The wiggler worms’ poop is converted into a compost tea, which is sprayed over cover crops to replenish the soil. Credit: Photo by Angelica Edwards

Crompton and Bohlen have tried to set up a meeting with state agriculture commissioner Steve Troxler, but so far that has not panned out. Troxler, through a spokesperson, twice declined interviews for this story. 

Hoffmann, the NCSU grape specialist, says Union Grove’s new grape looks promising, but regenerative farming could be a tough sell to traditional farmers. “If there is no economic incentive, I don’t see a fresh-market grower changing their practices,” he says. “They have to show you can make a profit with that approach.”

Bohlen says he is absolutely in the grape business to make a profit. “It takes about $100,000 an acre to get grape production,” he says. “We generate about $40,000 a year in gross revenue, once we’re up and running. That’s a 25 percent IRR [internal rate of return]. I’m pretty happy making a 25 percent IRR.”
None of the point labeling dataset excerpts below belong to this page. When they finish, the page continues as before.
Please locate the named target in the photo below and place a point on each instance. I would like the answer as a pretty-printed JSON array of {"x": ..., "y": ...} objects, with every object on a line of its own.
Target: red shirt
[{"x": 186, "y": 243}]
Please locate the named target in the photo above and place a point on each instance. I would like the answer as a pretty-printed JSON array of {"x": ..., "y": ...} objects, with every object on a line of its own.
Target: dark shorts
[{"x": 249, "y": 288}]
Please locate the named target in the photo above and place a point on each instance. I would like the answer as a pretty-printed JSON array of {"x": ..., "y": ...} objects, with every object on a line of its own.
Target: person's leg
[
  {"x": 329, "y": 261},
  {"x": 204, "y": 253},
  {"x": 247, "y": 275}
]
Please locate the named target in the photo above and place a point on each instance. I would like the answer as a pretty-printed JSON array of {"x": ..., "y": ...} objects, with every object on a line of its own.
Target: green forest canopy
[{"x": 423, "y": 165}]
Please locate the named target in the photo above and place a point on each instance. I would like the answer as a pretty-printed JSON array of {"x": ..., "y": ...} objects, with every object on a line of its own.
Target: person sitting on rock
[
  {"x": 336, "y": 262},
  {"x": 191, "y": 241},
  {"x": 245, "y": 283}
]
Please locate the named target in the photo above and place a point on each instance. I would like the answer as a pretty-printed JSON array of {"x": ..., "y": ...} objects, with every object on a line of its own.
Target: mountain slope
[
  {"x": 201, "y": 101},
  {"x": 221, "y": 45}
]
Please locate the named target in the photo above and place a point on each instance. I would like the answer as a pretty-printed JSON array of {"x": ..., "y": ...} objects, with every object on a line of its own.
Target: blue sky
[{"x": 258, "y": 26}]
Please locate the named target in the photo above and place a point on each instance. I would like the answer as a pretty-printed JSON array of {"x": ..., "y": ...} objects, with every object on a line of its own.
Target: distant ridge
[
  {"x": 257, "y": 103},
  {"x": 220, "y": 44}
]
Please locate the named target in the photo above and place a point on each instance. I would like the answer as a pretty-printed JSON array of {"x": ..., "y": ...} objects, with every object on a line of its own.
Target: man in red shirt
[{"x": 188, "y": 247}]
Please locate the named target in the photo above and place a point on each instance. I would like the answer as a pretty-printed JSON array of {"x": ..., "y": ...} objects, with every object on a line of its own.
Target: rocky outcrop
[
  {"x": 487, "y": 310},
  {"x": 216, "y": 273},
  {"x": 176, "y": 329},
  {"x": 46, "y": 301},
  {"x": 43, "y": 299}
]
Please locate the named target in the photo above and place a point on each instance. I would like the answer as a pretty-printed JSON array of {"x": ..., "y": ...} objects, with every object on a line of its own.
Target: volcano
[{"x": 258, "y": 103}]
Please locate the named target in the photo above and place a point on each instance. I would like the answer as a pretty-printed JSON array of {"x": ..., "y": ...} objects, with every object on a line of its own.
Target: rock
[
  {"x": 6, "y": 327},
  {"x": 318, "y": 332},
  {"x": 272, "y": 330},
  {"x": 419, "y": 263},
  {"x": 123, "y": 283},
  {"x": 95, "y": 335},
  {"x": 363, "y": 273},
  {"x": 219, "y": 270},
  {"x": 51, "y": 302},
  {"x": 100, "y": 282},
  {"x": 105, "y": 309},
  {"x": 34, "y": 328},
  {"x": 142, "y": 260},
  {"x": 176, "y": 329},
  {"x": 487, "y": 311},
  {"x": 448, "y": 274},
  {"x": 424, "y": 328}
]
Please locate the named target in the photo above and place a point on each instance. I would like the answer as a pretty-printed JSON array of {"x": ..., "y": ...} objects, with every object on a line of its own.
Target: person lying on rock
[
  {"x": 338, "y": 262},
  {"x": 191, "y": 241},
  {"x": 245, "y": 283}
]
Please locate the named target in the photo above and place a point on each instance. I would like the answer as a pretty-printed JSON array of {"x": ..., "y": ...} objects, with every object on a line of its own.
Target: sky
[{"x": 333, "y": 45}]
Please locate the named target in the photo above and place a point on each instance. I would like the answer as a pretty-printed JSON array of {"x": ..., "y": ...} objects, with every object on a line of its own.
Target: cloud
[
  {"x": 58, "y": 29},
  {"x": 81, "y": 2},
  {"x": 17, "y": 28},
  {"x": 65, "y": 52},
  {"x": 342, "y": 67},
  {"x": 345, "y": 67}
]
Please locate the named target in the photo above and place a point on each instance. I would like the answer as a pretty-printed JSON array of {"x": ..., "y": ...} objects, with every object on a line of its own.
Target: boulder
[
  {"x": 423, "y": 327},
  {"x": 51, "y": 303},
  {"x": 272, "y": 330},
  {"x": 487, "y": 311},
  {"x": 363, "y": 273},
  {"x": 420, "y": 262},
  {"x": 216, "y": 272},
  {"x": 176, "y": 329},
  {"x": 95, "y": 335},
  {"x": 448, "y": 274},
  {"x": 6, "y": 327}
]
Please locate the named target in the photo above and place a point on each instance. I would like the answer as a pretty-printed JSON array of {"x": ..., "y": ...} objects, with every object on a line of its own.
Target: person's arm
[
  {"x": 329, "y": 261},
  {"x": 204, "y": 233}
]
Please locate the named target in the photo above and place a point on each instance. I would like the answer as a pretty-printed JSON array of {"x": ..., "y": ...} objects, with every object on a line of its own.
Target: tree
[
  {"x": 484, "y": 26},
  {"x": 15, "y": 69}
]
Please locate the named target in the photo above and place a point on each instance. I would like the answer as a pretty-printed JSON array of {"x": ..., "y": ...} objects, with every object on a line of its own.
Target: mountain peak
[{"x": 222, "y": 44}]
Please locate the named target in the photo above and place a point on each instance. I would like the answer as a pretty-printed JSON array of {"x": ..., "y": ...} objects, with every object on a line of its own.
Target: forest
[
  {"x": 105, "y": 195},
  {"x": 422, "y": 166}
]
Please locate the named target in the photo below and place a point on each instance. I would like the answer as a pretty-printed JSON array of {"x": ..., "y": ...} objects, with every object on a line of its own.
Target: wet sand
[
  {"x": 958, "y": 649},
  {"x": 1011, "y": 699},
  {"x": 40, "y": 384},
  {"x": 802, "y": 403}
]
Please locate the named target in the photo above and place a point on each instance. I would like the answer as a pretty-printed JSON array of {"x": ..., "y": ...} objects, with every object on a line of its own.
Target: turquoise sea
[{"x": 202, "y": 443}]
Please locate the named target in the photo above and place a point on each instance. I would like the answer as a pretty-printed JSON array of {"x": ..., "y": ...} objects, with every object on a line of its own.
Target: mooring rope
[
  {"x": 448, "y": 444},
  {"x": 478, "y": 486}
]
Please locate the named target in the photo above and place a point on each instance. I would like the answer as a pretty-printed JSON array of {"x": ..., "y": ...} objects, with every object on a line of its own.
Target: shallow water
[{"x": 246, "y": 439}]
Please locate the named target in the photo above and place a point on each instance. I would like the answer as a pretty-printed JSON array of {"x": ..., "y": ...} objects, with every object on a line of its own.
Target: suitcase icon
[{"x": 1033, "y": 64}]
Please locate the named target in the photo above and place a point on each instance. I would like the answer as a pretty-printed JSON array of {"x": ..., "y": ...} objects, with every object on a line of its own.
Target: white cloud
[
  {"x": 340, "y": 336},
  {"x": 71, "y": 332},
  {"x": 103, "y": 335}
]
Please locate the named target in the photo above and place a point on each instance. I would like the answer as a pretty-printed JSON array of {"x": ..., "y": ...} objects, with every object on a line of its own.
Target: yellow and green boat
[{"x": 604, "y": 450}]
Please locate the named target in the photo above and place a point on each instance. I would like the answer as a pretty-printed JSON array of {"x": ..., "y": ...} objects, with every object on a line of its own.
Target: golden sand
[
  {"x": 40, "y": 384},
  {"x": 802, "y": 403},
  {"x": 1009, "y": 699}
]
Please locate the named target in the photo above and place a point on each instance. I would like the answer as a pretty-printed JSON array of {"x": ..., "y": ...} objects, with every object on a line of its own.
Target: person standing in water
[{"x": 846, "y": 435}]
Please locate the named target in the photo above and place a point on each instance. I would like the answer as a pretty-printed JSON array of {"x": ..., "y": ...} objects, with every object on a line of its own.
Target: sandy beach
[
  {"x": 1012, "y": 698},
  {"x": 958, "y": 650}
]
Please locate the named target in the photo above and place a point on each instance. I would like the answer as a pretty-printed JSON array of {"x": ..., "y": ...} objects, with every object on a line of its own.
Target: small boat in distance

Still, Bohlen admits to concerns. “There are a lot of things that worry me,” he says. “Can my team do this? … I worry about the money. What happens if I can’t keep loading the machine? I worry about the unknowns: Zero degrees for three days. What would a year of insects do?”

Other possible issues: Hoffman says grape supply could be an obstacle to mass marketing, since Bloodworth currently is the only producer of the new muscadine strain. Bloodworth says he can easily ramp up production. 

Lila, the NCSU researcher, says a highly bred variant like Bloodworth’s may not confer as much health benefit as a natural muscadine. But she says regenerative practices would help.

A red wiggler worm close up Credit: Photo by Angelica Edwards

Bohlen says the greater concern is what happens to the global environment if food production practices don’t change. “The challenge for me, as I see it, is we’re running out of time. First of all, we’re going to be carbon bound; [global] temperature is going to increase. Second, our soils are losing efficacy and ability every single year, making it more difficult to make the transition.” 

He adds, “I think my team is going to be able to pull it off. Look at those vines. Look at how green they are. Look how much bigger the vines get. I’m willing to embarrass myself by talking about it at this point.”

Ted Vaden was a reporter and editor with the Raleigh News & Observer for 32 years. Now retired in Chapel Hill, he is president of the NC Press Foundation, which supports open government and citizens’ access to public records.